To give them credit, they learned from a previous grand speculation, the Tech Boom of the late 1990’s, which predictably ended in a Tech Crash. When the going is good, it’s easy to create a prospectus which claims that you’ll harness a wonderful new creative energy to do something new. You aim to make money from it while the going is good, and it's no surprise that California's tech grifters decided to have a shot.
However, the received wisdom of the tech disruptors quickly collided with an opposing view, the so-called first mover advantage. Just as Tesla discovered how difficult it is to build electric cars in large volumes, the Jaguar Land Rovers, Daimler-Benzes and Volkswagens of this world waited until Tesla helped to create a demand for electric cars, then came in with a better product which was backed up with decades of experience building cars, and crucially in building the infrastructure required to build those cars.
The same is true of WeWork. It has vast amounts of competitors – many of whom already own the buildings and are better capitalised, hence have no need for debt financing or rights issues to raise money, the things which are a drag on WeWork’s profitability. That's why tech disruptors speak so much about “growing market share and turnover”, rather than actually earning money to pay back borrowed capital and distribute a dividend to their shareholders. Established property firms, on the other hand, are simply just *profitable*.
Perhaps you think it's easy for a cynical member of “Generation X” to write off WeWork as a giant marketing ruse. Last year, WeWork’s valuation reached $47 billion, before it had to be rescued by SoftBank, and its value has continued to fall, down to around $3bn today. That looks very much like a speculative bubble which has burst, and WeWork’s business could suffer even more, now that Covid-19 has made co-working a risky activity. Now that we’ve grown used to the idea of working at home, many firms will reconsider the need for office space altogether.
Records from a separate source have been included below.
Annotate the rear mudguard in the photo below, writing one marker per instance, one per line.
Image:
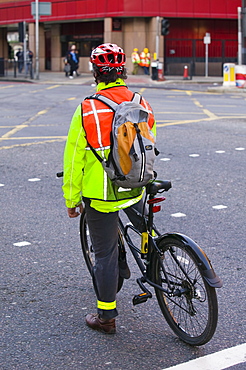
(207, 270)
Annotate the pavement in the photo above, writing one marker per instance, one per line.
(210, 84)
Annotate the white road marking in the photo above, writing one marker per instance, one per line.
(219, 206)
(34, 179)
(21, 244)
(239, 148)
(216, 361)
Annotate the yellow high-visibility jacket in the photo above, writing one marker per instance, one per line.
(83, 173)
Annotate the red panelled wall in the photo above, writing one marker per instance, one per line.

Ignoring the pandemic, WeWork almost failed not because it was a bad business – but investors saw through the claims made for its “unique” business model. Renting office buildings and tailoring office space to a particular age group isn't a world-shattering insight. We’ve been creating open plan offices with workstations, chairs, break out areas and so forth since Frank Lloyd Wright invented the type at the Larkin Building in New York. Strangely, they’re suitable for people of all ages.
And as for digital natives? Don't believe the hype. After all, have you ever seen a Yeti with a smartphone?